Proceedings Article | 30 October 2007
KEYWORDS: Semiconductors, Lithography, Metrology, Silicon, Reliability, Image acquisition, Scanning electron microscopy, Finite element methods, Photomasks, Semiconducting wafers
The specification of photomask patterns is defined for each semiconductor device technology node based on the
ITRS (International Technology Roadmap for Semiconductors). The quality of the photomask patterns has been
managed by using a metrology tool for CD (Critical Dimension) and an inspection tool for pattern shape. According
to shrinkage of semiconductor device patterns, the lithography margin has gradually become smaller. Consequently,
the quality of photomask patterns has been managed by observing small lithography margin patterns in addition to
the conventional quality management patterns with the conventional metrology tool. Furthermore, recently, as each
successive device generation has become shorter, rapid improvement of not only turnaround time of photomask
manufacturing but also yield of semiconductor device manufacturing has become necessary. Therefore, the
importance of the flexible mask specifications concept is increasing. The quality of photomask patterns with respect
to the specifications is judged in terms of pass/fail based on the allowable lithography margin. The methodology
is that small lithography margin patterns are selected, micrographs of the selected photomask patterns are acquired by
a metrology tool, photomask pattern contours are extracted with the micrographs, resist patterns exposed on Si wafer
are simulated by using the photomask pattern contours with lithography simulation under actual exposure conditions,
the lithography margin is calculated and the quality of the photomask is judged in terms of pass/fail criteria based on
the lithography margin for each generation, device and layer.
For management of the quality of photomask patterns based on the flexible mask specifications, it is necessary to
measure two-dimensional patterns such as hot-spot patterns for each critical layer in devices having small lithography
margin. Therefore, in order to manage quality in the case of flexible mask specifications, a two-dimensional
photomask pattern contour extraction tool was studied and developed.

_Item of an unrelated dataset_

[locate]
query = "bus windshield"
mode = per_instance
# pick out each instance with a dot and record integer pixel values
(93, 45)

The photomask pattern contour extraction
tool realizes the combination of acquisition of fine-pixel SEM images of the photomask patterns in wide field and
extraction of photomask pattern contours by using the acquired fine-pixel SEM images.
There have been many reports on the repeatability and reliability of CD and two-dimensional pattern metrology
tools based on the conventional specifications. However, there are very few reports on the repeatability and reliability
of photomask pattern metrology tools based on flexible mask specifications. In this paper, using small lithography
margin patterns, firstly, the fine-pixel SEM images of photomask patterns are acquired. Secondly, contours of the
photomask patterns are extracted with the SEM images. Thirdly, contours of resist patterns on Si wafer are simulated
with lithography simulation under actual exposure condition by using the actual photomask pattern contours. Finally,
the lithography margin is calculated by using FEM (Focus Exposure Matrix) for the simulated contours of resist
patterns. This flow is repeated. The lithography margin with this flow is compared with that of actual exposed
wafers. Repeatability and reliability of the lithography margin is evaluated. As a result, accuracy of the photomask
pattern contour extraction tool is discussed.